Może słyszał to już kilkukrotnie i nie chcąc by znowu na Ciebie nagadywali, wolałby żebyś wróciła do pracy - chociaż w obecnej sytuacji to absurdalne.
 
Ów mąż chyba nie wie, że nikt ciężarnej nie zatrudni do pracy - taki kraj. Zawsze na odczepnego możesz szukać w ogłoszeniach oczywiście zaznaczając - czego się nie ukryje zresztą, że jesteś w ciąży. Nie ma szans na zatrudnienie tak czy siak :)
 
Ja bym mu taki sajgon zrobiła ze Czarnobyl przy tym to pikuś: -) najpierw Cie namawia na drugie dziecko potem mowi ze musisz do pracy wrocic w 7 mies ciazy wiesz co ja bym raz faktycznie nic nie robila w domu jak na księżniczkę przystało niech zadzwoni po złotoustą mamusie i niech ona mu ogarnia obiady itd... Powiem Ci wiecej ja nie robie nic w domu faktycznie bo muszę lezec w.ciazy no pranie czy obiad ok ale jakies sprzatanie odkurzanie itd zakaz i moj maz w życiu by mi nie powiedzial ze ja nic nie robie jak on pracuje...
 
@perditta aż mnie zatkało jak przeczytałam Twój post i do tej pory zbieram szczene z podłogi. Czy Twój mąż ma świadomość że nikt ciężarnej w 7 miesiącu nie zatrudni? Poza tym jak nie daj boze dojdzie do przedwczesnego porodu to jeszcze powie że to Twoja wina bo mogłaś znaleźć taką pracę w której będziesz siedziała i nic nie robiła. A co zrobicie z dzieckiem rocznym? ja po pierwsze pogadalabym bym z nim skąd taka zmiana i skąd wziął pomysł żeby wysłać Cie do pracy (nadal nie mogę uwierzyć że coś takiego powiedział) po drugie faktycznie leżałabym jak księżniczka tylko dzieckiem się zajęła ale dla niego nic bym nie robiła może wtedy by orzeźwiał jakby zobaczył puste gary, bałagan i brudne swoje pranie. Na koniec bym mu dogadała żeby posprzątał ugotował zają się dzieckiem a Ty powiedz ze idziesz szukać pracy i wyjdź z domu i idź do kosmetyczki czy gdzieś się odstresować.
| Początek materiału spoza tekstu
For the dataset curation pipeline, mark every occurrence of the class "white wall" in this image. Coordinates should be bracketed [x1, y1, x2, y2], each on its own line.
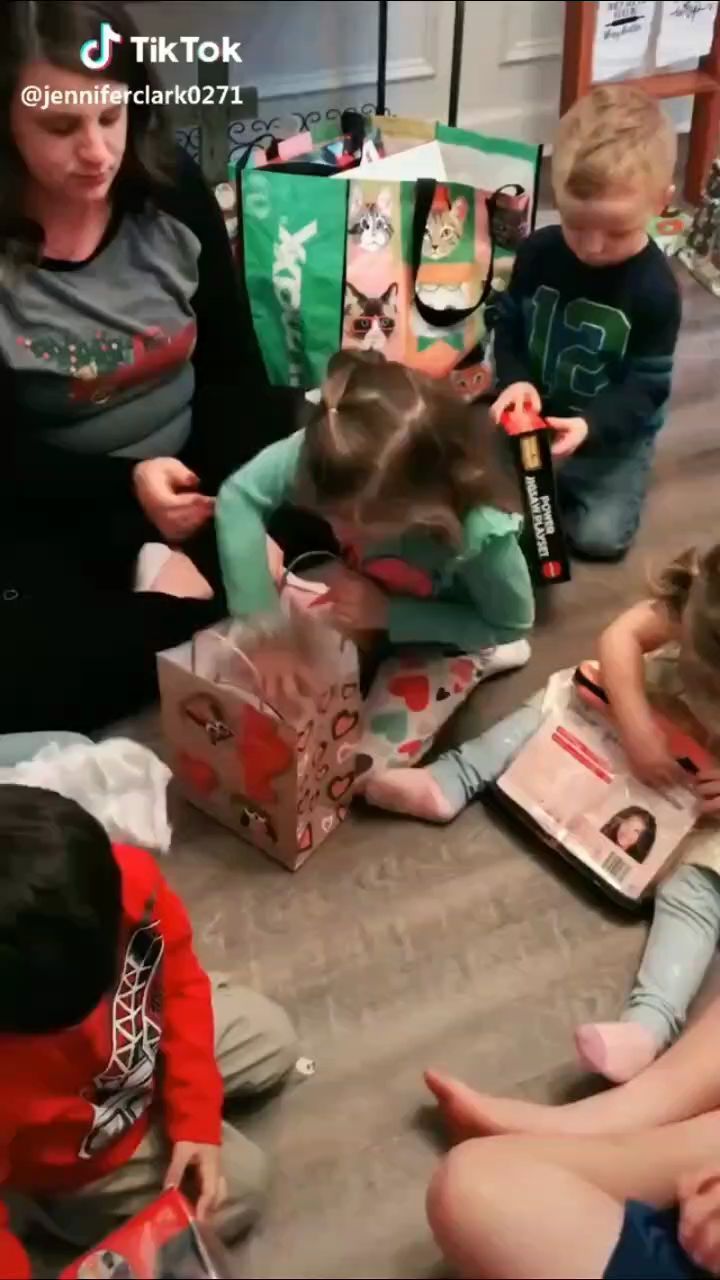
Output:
[129, 0, 688, 142]
[129, 0, 564, 141]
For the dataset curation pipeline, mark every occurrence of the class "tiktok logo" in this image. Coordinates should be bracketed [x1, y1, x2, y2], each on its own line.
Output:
[79, 22, 123, 72]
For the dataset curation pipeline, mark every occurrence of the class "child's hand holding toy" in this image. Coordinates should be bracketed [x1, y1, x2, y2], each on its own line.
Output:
[252, 637, 318, 707]
[678, 1169, 720, 1276]
[322, 572, 388, 636]
[546, 417, 589, 458]
[489, 383, 542, 426]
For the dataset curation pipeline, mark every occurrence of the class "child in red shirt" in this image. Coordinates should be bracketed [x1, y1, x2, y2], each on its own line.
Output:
[0, 786, 295, 1276]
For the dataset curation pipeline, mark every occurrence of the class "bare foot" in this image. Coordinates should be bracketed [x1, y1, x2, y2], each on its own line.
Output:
[147, 552, 214, 600]
[575, 1023, 659, 1084]
[364, 769, 456, 822]
[424, 1071, 614, 1143]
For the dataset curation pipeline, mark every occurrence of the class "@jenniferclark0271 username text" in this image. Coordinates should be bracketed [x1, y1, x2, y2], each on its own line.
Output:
[20, 82, 242, 111]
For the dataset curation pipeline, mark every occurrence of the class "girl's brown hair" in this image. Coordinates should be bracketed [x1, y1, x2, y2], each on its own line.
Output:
[652, 543, 720, 669]
[0, 0, 173, 262]
[297, 351, 518, 543]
Napisane na D5803 w aplikacji Forum BabyBoom
 
A powiedzialas mu żeby sie klepnął w lep. I skąd mu to do glowy przyszlo???? I jakby nie wiedzial to również przez niego łazisz z brzuchem siedzisz w domu i niańczysz dziecko Przeciez masz wyższe aspiracje niz bycie matka zona i kochanka i siedzeniu w czterech ścianach nie masz kontaktu z ludźmi i wogole to nie jest szczyt twoich marzen i ze to w sumie to poświęciłaś sie żeby stworzyć rodzinę. No tak starsze pokolenie wciaz jest przekonania ze praca w domu to nie praca bo przeciez dom sam sie sprzata obiad sam sie gotuje pranie pierze itd dziecko samo sie wychowuje w ogóle siedzi grzecznie w kąciku..a my tylko leżymy pilujemy paznokcie i czytamy książki albo gazety..wrrr.. a teściami sie nie przejmuj ich czasem trzeba poprostu tolerować jak element przyrody..
 
reklama
Dziewczyny ale autorka napisała o powrocie do pracy, a nie o szukaniu pracy. To chyba dwie różne sprawy. Niemniej jednak, w 7 miesiącu... Akurat teraz wypominać jej to, że nie pracuje. No porażka.